Long Cheng Internet, the New Taipei City-based agent for Chinese online game Lan Yan Qing Meng (藍顏清夢), on Friday said that it would offer full refunds to players abandoning the game following a unilateral, temporary “shutdown” of Chinese gaming platforms.
The firm said that 116 Taiwanese players have complained about being banned from the game or blocked from its public chat, reportedly after they made complaints or called COVID-19 the “Wuhan pneumonia.”
The players have said that Long Cheng Internet — who they thought was the game’s developer and producer — infringed on their freedom of speech.
The complaints were prompted by an unannounced server update on April 3, when game developers including NetEase, Tencent and Shengqu answered a Chinese government call to halt gaming that day to honor those who died from COVID-19.
The players were unhappy that purported “server maintenance” had affected players in Taiwan, Hong Kong and Macau.

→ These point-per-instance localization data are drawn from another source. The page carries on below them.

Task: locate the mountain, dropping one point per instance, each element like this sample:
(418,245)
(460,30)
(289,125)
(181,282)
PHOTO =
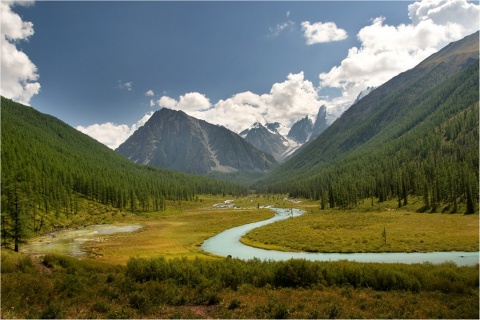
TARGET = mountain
(173,140)
(416,135)
(267,140)
(320,123)
(50,169)
(301,130)
(363,93)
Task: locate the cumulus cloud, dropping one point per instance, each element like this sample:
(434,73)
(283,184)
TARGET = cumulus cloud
(19,75)
(287,25)
(125,85)
(192,101)
(111,134)
(387,50)
(286,103)
(320,32)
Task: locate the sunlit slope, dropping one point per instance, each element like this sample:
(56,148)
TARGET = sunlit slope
(46,165)
(415,135)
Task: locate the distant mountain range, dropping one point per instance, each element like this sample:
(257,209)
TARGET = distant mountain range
(174,140)
(417,134)
(267,137)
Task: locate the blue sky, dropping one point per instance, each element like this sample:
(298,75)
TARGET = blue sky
(104,67)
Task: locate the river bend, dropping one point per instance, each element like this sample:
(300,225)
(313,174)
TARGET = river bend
(227,243)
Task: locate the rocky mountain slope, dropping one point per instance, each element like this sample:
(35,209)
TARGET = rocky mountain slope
(417,134)
(172,139)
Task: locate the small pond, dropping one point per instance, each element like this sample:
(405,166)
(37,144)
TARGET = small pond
(71,242)
(228,243)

Long Cheng Internet on Friday said that it would offer full refunds to players quitting the game over the incident, including for in-game currency that has already been spent.
Citing the Regulations on Items to be Included in Standard Service Contracts for Internet Games, New Taipei City Consumer Protection Office official Wang Chih-yu (王治宇) said that firms managing games should notify users seven days prior to system maintenance or other events that cause services to be halted.

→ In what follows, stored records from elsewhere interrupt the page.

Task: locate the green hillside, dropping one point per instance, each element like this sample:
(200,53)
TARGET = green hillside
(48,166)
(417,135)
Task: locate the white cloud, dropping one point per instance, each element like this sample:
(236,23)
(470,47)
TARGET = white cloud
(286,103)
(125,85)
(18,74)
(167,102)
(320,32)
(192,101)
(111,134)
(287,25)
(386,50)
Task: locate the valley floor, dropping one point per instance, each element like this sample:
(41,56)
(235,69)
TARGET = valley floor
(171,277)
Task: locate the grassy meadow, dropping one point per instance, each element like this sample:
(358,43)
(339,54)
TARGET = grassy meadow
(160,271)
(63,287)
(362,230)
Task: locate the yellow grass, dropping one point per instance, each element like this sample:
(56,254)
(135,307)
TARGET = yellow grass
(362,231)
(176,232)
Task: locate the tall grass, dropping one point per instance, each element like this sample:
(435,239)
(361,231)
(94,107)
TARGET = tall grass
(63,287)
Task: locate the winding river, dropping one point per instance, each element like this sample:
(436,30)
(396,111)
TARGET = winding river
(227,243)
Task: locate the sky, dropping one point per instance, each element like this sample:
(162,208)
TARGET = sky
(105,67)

Expectations for Chinese game developers to uphold players’ freedom of speech are harder to meet, he said.
Local agents can only relay players’ suggestions to the developers, but it is ultimately the producer that makes such decisions and it would be difficult to regulate them under Taiwanese law, he added.
Consumers can express their dissatisfaction by either not playing or refusing to spend money on games, Wang said.